Calculating the Segmentation Value

There are two ways to use segmentation: you can set a registry key on a single server, in which case the segmentation controls apply to that server only, or you can make a schema change and apply the segmentation value to individual user accounts using a script (or even ADSIEdit, if you’re both brave and gifted with excessive free time). In either case, you’ll need Table 14-1 to calculate the correct value; pick the features you want to enable and sum the corresponding values to get the actual segmentation value.

Applying Segmentation to a Server

To force a particular server to segment its Outlook Web Access features, you’ll need to do the following:

1. Use Table 14-1 to calculate the correct segmentation value. This is pretty easy, because it only requires simple addition.

2. Open the registry editor of your choice. Use it to navigate to HKEY_LOCAL_MACHINE\SYSTEM\CurrentControlSet\Services\MSExchange WEB\OWA.

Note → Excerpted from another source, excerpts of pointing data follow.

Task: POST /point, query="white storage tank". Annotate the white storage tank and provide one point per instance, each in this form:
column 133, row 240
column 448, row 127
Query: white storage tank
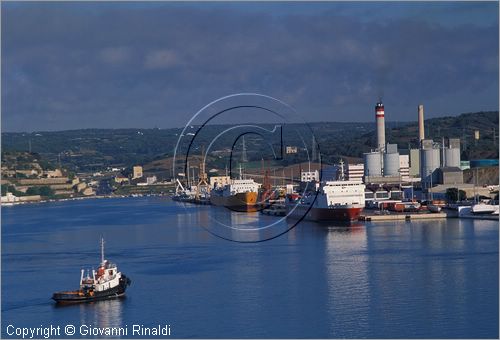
column 391, row 164
column 452, row 157
column 373, row 164
column 429, row 161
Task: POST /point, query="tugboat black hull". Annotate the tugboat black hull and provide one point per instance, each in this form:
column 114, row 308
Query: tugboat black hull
column 78, row 296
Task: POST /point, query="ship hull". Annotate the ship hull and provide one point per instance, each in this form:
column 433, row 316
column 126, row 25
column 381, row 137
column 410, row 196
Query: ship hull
column 346, row 213
column 245, row 201
column 79, row 297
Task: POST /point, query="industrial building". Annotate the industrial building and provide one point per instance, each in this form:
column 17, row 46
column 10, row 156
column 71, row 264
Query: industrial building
column 432, row 163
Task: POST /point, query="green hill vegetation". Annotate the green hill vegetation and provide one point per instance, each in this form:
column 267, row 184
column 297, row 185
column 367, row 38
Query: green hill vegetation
column 95, row 149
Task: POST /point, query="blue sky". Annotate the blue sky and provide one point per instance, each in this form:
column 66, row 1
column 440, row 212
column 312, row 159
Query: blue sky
column 122, row 64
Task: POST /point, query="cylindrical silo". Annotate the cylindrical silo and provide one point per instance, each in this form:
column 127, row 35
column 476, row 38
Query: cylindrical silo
column 391, row 164
column 380, row 122
column 373, row 164
column 452, row 157
column 429, row 161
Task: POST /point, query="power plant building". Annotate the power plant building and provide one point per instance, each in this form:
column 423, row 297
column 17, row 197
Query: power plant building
column 429, row 162
column 452, row 153
column 391, row 161
column 373, row 164
column 380, row 122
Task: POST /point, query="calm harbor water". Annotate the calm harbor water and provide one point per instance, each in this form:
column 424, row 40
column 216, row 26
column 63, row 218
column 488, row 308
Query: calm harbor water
column 435, row 279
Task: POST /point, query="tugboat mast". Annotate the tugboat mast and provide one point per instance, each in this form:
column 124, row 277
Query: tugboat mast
column 102, row 249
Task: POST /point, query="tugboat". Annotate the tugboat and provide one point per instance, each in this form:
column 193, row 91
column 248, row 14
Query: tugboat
column 105, row 283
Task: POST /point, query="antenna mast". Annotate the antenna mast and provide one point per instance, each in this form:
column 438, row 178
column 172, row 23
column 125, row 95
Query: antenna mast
column 102, row 249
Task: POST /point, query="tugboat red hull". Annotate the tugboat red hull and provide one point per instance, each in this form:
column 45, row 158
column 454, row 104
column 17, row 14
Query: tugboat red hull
column 79, row 296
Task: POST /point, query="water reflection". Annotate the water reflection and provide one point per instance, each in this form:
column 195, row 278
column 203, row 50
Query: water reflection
column 106, row 313
column 347, row 279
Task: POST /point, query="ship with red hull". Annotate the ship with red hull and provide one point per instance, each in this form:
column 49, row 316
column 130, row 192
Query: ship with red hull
column 338, row 213
column 332, row 201
column 105, row 283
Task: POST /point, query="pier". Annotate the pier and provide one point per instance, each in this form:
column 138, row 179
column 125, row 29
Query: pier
column 401, row 217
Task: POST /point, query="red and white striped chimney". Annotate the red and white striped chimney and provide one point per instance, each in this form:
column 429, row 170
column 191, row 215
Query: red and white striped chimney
column 380, row 121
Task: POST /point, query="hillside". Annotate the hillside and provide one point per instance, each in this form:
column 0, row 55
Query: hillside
column 95, row 149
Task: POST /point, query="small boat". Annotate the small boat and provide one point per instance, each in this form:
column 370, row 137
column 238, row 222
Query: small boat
column 434, row 208
column 105, row 283
column 484, row 208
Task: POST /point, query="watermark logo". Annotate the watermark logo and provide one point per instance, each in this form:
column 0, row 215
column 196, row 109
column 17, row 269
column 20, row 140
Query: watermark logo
column 245, row 154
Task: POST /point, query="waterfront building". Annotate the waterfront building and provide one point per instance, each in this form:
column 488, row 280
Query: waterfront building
column 355, row 172
column 309, row 176
column 137, row 172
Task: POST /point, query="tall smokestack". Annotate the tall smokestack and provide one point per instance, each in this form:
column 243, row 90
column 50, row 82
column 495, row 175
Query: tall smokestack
column 380, row 121
column 421, row 134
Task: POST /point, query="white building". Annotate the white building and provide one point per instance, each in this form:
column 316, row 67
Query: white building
column 309, row 176
column 151, row 180
column 404, row 167
column 355, row 172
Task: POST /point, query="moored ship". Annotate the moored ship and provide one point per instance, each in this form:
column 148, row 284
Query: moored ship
column 334, row 201
column 105, row 283
column 239, row 195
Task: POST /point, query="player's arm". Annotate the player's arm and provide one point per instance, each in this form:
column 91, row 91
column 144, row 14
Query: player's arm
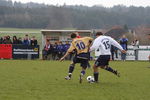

3. Create a new REG_DWORD value named DefaultMailboxFolderSet. Give it the value you calculated in step 1 and specify the format as decimal.

4. Stop and restart the Exchange information store and the IIS WWW service. Because this effectively makes your server unavailable while the store and IIS restart, be careful when you do it.

5. Once the services have all restarted, verify that segmentation works properly. If not, the first thing to double-check is your segmentation value.

Applying Segmentation to Users

You can also apply Outlook Web Access segmentation to individual users and groups by changing the value of the msExchMailboxFolderSet attribute on user accounts in Active Directory. There’s one minor problem, though: that attribute doesn’t exist in a normal Exchange 2000 schema, so you’ll have to modify the schema before you can apply per-user segmentation. To make the schema change, you’ll need two files from the Server\Support\Owaschema directory of the Service Pack 2 or later distribution. The Owa-schema.ldf file is an LDAP Data Interchange Format (LDIF) file that actually contains the schema changes. Owa-schema.vbs is a small script that applies the LDIF file’s changes. To run the script successfully, you must use an account that has Enterprise Admin and Schema Admin permissions, and you’ll have to run it from a machine that can connect to the schema master. Once you’ve run the script, you must wait for Active Directory replication to complete throughout your forest.

Once the schema change has completed, you can use ADSIEdit to edit the user’s msExchMailboxFolderSet attribute; note that this value must be entered in decimal format. If you prefer, you can write a script to get the members of a security group and apply this change to their accounts, but there’s no built-in way to do so.